Benim mahalleden çok komşum ve arkadaşım var. Hepsiyle de iyi anlaşırım. Arada küçük sürtüşmeler olsa da herkesle aramı iyi tutarım. Birçoğuyla da küçüklük arkadaşıyım ya da aynı okula gidiyorum. Hepsinin bende çok ayrı yerleri var ama içlerinden Özgür diye bir arkadaşım benim için çok farklı. Özgür genç yaşına rağmen; çok akıllı, ayakları yere basan, ne yaptığını bilen ve mahalle içinde sevilen ve değer verilen bir arkadaşım. Giyimine kuşamına hep önem verir, her zaman temiz giyinmeye özen gösterir ama rahatlığından taviz vermez. Saçlarını doğal haline bırakırdı ve rengi de sahildeki kumlar gibiydi. Okyanusu andıran gözleri vardı. İnsan Özgür’le uzun bir süre boyunca göz göze gelmekten korkabilirdi, onun öyle bir büyüsü vardı.
Hep buluştuğumuz ve birlikte zaman geçirmeyi sevdiğimiz arkadaşlarımızla buluştum. Bunlar Özgür ve dört diğer arkadaşımdı. Her zamanki yerimiz olan mahallenin kafesindeki o masada onları bekledim. Peyderpey gelmeye başladılar. Herkes gelmişti ancak Özgür ortalıkta yoktu. Sohbet edecek ve oyun oynayacaktık. Gelmemesine çok şaşırdık. Hiçbir zaman buluşmaları kaçırmazdı oysaki… İçimizden biri “Acaba morali mi bozuk? Ondan mı gelmedi.” diye sordu. “Sanmıyorum.” dedim, “Öyle bir şey olsaydı illaki duyardık.”. İçimize kurt düştü ama elimizden Özgür’ün iyi olduğunu ummaktan başka bir şey gelmezdi. Alışıldık buluşmamızı ertesi gün de yaptık ama yine Özgür yoktu. Bu buluşmaya da gelmemesi cidden tuhaf olmaya başlamıştı.

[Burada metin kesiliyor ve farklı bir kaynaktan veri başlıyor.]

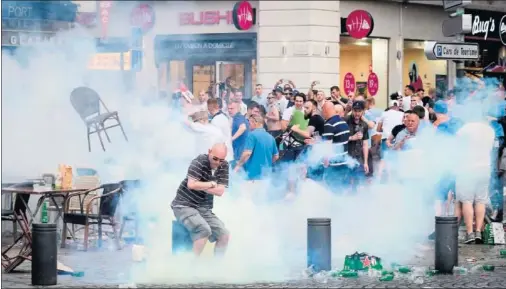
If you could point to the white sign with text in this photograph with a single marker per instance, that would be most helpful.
(452, 51)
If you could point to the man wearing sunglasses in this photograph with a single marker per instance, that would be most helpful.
(260, 151)
(207, 177)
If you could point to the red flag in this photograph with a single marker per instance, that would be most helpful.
(188, 95)
(105, 8)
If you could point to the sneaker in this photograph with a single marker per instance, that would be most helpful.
(478, 238)
(469, 238)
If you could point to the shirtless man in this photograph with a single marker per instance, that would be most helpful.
(273, 118)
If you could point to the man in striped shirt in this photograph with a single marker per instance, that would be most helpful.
(207, 177)
(335, 132)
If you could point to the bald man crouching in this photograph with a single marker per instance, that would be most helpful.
(207, 177)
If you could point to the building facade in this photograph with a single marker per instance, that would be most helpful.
(303, 41)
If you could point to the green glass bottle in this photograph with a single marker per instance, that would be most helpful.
(44, 219)
(388, 277)
(348, 274)
(489, 268)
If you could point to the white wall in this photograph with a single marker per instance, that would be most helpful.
(309, 33)
(419, 22)
(167, 21)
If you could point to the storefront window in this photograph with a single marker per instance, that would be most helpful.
(360, 57)
(204, 75)
(420, 72)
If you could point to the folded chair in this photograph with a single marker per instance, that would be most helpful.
(105, 216)
(87, 103)
(9, 261)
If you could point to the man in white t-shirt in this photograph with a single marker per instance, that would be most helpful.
(409, 90)
(282, 102)
(389, 119)
(221, 121)
(259, 96)
(299, 100)
(238, 97)
(476, 141)
(206, 133)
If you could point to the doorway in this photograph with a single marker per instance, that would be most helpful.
(207, 75)
(201, 61)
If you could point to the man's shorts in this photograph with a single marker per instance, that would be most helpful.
(201, 223)
(337, 178)
(445, 185)
(472, 190)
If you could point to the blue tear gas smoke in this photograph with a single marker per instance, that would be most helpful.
(268, 239)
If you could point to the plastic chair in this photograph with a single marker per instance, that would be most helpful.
(87, 103)
(105, 215)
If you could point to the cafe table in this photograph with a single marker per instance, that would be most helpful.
(12, 262)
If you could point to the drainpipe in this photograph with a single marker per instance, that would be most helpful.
(401, 47)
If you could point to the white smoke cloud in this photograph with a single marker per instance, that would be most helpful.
(40, 130)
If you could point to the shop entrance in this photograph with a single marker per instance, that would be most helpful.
(206, 75)
(206, 60)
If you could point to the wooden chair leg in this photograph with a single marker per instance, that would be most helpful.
(64, 235)
(89, 141)
(98, 129)
(99, 241)
(122, 227)
(14, 229)
(115, 232)
(136, 232)
(105, 131)
(122, 130)
(86, 232)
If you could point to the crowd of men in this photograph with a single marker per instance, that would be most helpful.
(283, 127)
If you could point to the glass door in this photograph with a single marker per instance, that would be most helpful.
(232, 74)
(203, 77)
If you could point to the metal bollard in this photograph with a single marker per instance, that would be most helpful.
(446, 247)
(319, 252)
(44, 254)
(181, 240)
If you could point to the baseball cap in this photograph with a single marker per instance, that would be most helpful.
(441, 107)
(358, 105)
(278, 89)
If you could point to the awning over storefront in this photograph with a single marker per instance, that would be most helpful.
(205, 46)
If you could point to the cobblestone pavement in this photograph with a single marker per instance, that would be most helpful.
(108, 269)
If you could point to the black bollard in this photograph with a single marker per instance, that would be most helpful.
(44, 254)
(447, 247)
(319, 251)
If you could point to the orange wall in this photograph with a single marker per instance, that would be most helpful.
(427, 69)
(356, 61)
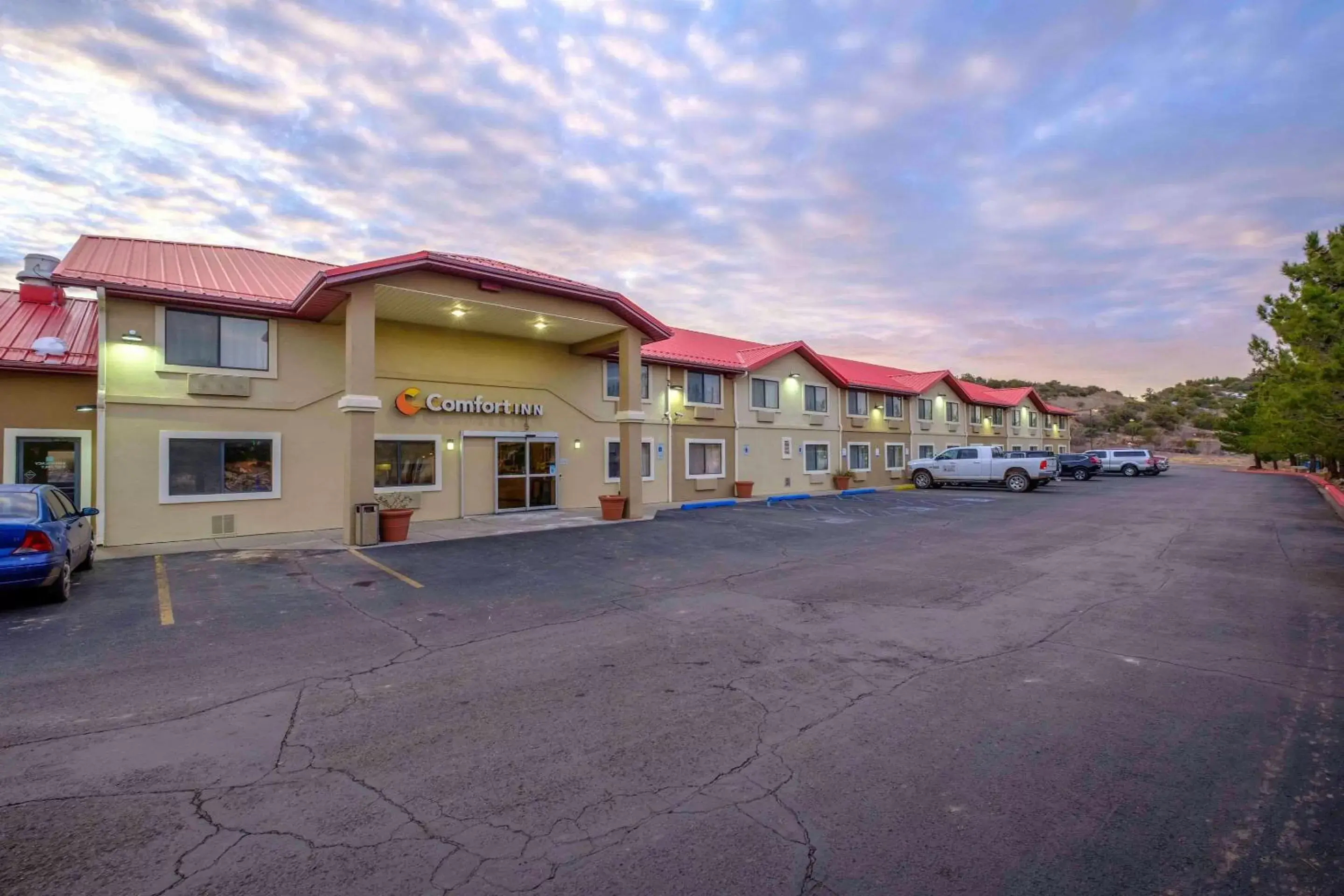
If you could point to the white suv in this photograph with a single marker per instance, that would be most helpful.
(1127, 461)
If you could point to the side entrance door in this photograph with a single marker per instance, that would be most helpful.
(525, 475)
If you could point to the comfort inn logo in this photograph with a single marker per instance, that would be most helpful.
(406, 404)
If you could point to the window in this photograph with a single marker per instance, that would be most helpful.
(193, 339)
(406, 464)
(765, 394)
(703, 389)
(613, 381)
(859, 457)
(613, 460)
(218, 467)
(705, 459)
(896, 456)
(816, 457)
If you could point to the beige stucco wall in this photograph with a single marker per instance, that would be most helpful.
(300, 404)
(763, 432)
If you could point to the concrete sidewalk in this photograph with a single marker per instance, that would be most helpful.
(472, 527)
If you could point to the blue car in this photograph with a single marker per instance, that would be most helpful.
(43, 538)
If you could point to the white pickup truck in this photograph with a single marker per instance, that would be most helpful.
(983, 464)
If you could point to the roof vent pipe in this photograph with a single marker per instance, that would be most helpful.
(35, 280)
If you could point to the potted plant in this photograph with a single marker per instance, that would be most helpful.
(613, 505)
(843, 477)
(394, 516)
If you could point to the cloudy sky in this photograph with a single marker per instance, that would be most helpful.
(1096, 191)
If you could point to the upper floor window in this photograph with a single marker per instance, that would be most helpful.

Hep beraber Özgür’ü aramaya karar verdik. Mahallede yavaş adımlarla ve her yeri tarayan gözlerle gezmeye başladık. Birçok komşumuzu gördük ama hiçbiri Özgür’ün nerde olduğunu bilmiyordu. Acaba mahalleden bizden habersiz taşındı mı diye düşünmeden edemedim. Elma ağaçlarının olduğu tarafa yürümeye başladık. Elma ağaçların yanındaki evinde mahallenin sevilen ninesi vardı. Sorduk ona bir bildiği var mı diye. Bize aşağı taraftaki ağaçların orda onu gördüğünü söyledi. Koşar adımlarla söylediği yere gittik. Ve evet ordaydı! Onu gördüğümüze çok sevinmiştik. Elma ağacının altında elinde kalem ve kağıtla bir şeyler karalıyordu. Onunla konuşmaya herkes can atıyordu. Kendimi tutamadan sordum “Neden böyle düşünceli görünüyorsun?”. Yüzündeki hafif tebessümle gözüme baktı, “İyiyim. Merak etmeyin.”.
Birkaç gün bile olsa ondan uzak olmak onu özlememize yetmişti. Saatlerce sohbet ettik bize içindeki uzak diyarlardan ve keşfedilmeyi bekleyen yerlerden bahsetti. Anladık ki Özgür’ün içindeki hürriyet tutkusu ile keşfetme arzusu birleşmiş ve sonuçta Özgür’ün içinde fırtınalar giderek kasırgalar olmaya başlamıştı, onun tüm benliğini bu duygularla hapsetmeye başlamıştı. Anladık ki o da Kristof Kolomb gibi uzak diyarlara açılmak ve yeni yerler keşfetmek istiyordu. Özgür’ün zaten çok dışa dönük ve yenilik peşinde koşan bir maceracı olduğunu bilirdik ama onun ruhunun bu kadar keşfetme arzusu ile dolup taşacağını tahmin etmemiştik. O hayalindeki yerleri, diyarları anlattı biz de dinledik. O anlattıkça biz dinledik. Onu her bir kelimesi bizi daha da çok büyülüyor ve içine çekiyordu. Onu böyle dinlerken birden fark ettik ki biz de Özgür’ün peşinden gitmek istiyorduk. Onunla hiç kimsenin el atamadığı vadilere, ormanlara, gün ışığında parıldayan cam gibi okyanuslara açılmaya hazırdık ve sonuna kadar onunla beraber ilerlemek istiyorduk.
Meğerse hürriyet sevdası bulaşıcı ve vazgeçilmezmiş. Biz bunu orada o elma ağacının altında anladık. Bu duygu ve düşünceler hiç silinmeyecekti.